When our granddaughter Silvia was six, the local Shakespeare company toured public libraries, having children enact scenes from Macbeth. As much curious how they’d do it as looking for Saturday morning entertainment, I took Silvia.
The troupe was clever. With some strips of cloth, a broomstick and a pot, they did the three witches with kids enthusiastically adding elements for the brew: Thumbtacks! Eyeballs! Dog poop! A happy boy playing Banquo’s host scampered around an improvised banquet table terrorizing uber-guilty Macbeth. With a few branches and improvised cloaks, they did Burnam Wood creeping up Dunsinane Hill.

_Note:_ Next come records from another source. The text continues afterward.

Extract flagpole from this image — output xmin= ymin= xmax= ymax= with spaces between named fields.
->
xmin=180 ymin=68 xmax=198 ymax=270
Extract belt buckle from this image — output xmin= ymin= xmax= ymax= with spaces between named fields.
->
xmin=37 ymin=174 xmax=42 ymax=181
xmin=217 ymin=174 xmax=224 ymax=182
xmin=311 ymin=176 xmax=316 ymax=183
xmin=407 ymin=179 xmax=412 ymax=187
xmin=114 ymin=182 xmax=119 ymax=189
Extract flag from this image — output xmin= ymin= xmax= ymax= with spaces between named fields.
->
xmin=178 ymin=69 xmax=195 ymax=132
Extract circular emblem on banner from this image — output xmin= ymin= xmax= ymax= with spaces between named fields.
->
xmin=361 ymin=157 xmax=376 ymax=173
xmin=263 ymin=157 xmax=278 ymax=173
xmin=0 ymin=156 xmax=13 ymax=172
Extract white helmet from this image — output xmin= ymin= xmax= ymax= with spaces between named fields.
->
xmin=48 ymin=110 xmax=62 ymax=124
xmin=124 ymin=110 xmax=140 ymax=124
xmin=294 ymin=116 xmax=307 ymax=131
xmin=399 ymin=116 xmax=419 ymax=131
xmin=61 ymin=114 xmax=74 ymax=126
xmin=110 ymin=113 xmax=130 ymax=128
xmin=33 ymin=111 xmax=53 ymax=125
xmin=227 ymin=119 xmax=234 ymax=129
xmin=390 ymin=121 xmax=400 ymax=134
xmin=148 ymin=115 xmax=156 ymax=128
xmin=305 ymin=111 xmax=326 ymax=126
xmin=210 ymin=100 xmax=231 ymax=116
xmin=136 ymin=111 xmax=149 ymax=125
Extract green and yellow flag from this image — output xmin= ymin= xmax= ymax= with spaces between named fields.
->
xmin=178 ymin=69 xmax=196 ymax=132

Afterwards, as we went out to the car, Silvia wanted “the whole story.” She was an absolute glutton for stories. If I was taking her somewhere, she’d generously offer me “the whole time until we get to the car to think of a story for me.” Fortunately I knew the bones of Macbeth well enough.
So as I put her in the car seat and started off, I went through the witch prophecy, Macbeth’s letter to Lady M, his notion that they let time work its magic and make him king, her counter-proposal that they hurry fate along by offing Duncan and his reluctant agreement.
“Then,” I said, “he had second thoughts, because Duncan was a good king, and a guest, so Macbeth told his wife he didn’t want to kill Duncan. She got angry and called him a coward.”
“So he did it, right?” Silvia demanded from her car seat. “That line gets men every time.”